Overall, the 31 human samples were assigned to 22 STs belonging to 11 CCs; among them, two clonal complexes have not been assigned to the international database yet. By means of the two techniques employed here and as shown in Figure 1, only 3 out of 31 cases were truly traceable back to the two cases linked to raw milk from vending machines, to chicken meat and one human case linked to raw milk.
The Simpson’s index and the confidence intervals for PFGE (0.949, 95% CI = 0.920–0.979) were higher than for MLST (0.897, 95% CI = 0.834–0.962), p = 0.044. PFGE is a more discriminatory typing method than MLST; however, when comparing the 95% confidence intervals, it is noteworthy that they overlap. Therefore, we cannot exclude the hypothesis that both methods have similar discriminatory power (at the 95% confidence level).
The concordance of the methods based on the calculation of the adjusted Rand coefficient and 95% CI shows a concordance between MLST and PFGE of 0.32 (95% CI = 0.209–0.437). The concordance based on the Wallace coefficient was also higher for the PFGE–MLST combination (Wallace = 0.505, 95% CI = 0.290–0.714), with respect to the MLST–PFGE combination (Wallace = 0.236, 95% CI = 0.120–0.343), p = 0.019.
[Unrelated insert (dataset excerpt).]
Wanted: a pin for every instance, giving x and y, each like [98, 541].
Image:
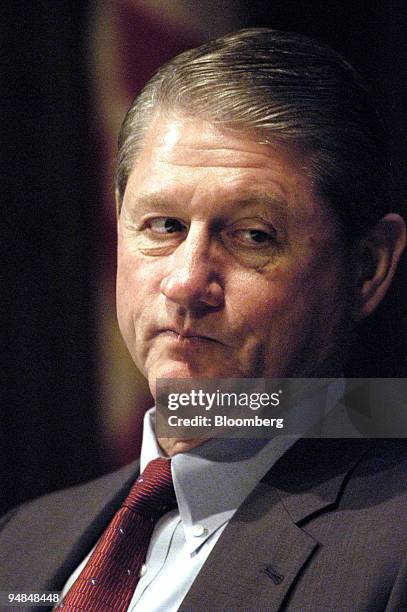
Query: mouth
[185, 338]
The attribution analysis revealed that 69.75% of the human cases were predominantly related to chicken (Figure 3). Interestingly, only two human cases belonging to CC1332 were predominantly related to wild bird (62.42%, Figure 3). In the asymmetric island model, most human cases (69.7%) were attributed to the chicken reservoir (95% CI 47.6–87.5%). Cattle were the second most probable source reservoir (8.2%, 95% CI 0–25.6%) followed by wild birds (7.3% CI 0–19.9%), the environment (6.2% CI 0–22%), small ruminants (5.3% CI 0–17.8%) and pork (2.9% CI 0–10.7%). Although there was a large credibility interval for the chicken source, the model gave the most probable source at a probability of 99.8%.
For each patient, the model restituted the posterior probability for the source of infection as shown in Figure 4. One dominant color confirmed that chicken is the likely source for the cases under consideration. It is worth noting that, for the generalist CC21 and CC48 regularly isolated from multiple reservoirs, the model showed a minor probability of chicken in favor of ruminants (cattle and small ruminants). CC1332 featured two clinical isolates and resulted with wild birds as the most probable source of infection. Overall, the 31 human cases investigated were probably infected in 29 instances by chicken and in the last two cases by wild birds. A minor probable source was confirmed for pork.
Discussion
The percentage of human cases with campylobacteriosis ascribed to eating or handling raw poultry differs between countries and studies. Estimates of cases of a food-borne origin range from 30 to 58% (Mullner et al., 2009), and up to 80% can be attributed to the chicken sources as a whole (EFSA, 2011; Mughini Gras et al., 2012). Furthermore, the sources of the notified cases have not been able to be determined, indicating that the real number of food-borne cases is unknown (Meinersmann et al., 2005; EFSA, 2013). It is well known that the presence of C. jejuni in bovine raw milk samples and fresh dairy products is increasing (Fernandes et al., 2015). Recent data show that the consumption of undercooked chicken meat and raw milk are the most important sources of human campylobacteriosis in Europe (EFSA, 2014), accounting for hundreds of cases. Outbreaks associated with the consumption of raw or pasteurized milk contaminated with Campylobacter were recently recorded in Italy (Giacometti et al., 2012). A quantitative risk assessment focused on one region of Northern Italy evaluated that 1–2% of the population were consumers of raw milk from vending machines and only 57% of users boiled the raw milk before consumption; therefore, the estimated proportion of the people consuming unboiled raw milk is 0.5–0.9% (4548–9096 people; Giacometti et al., 2012).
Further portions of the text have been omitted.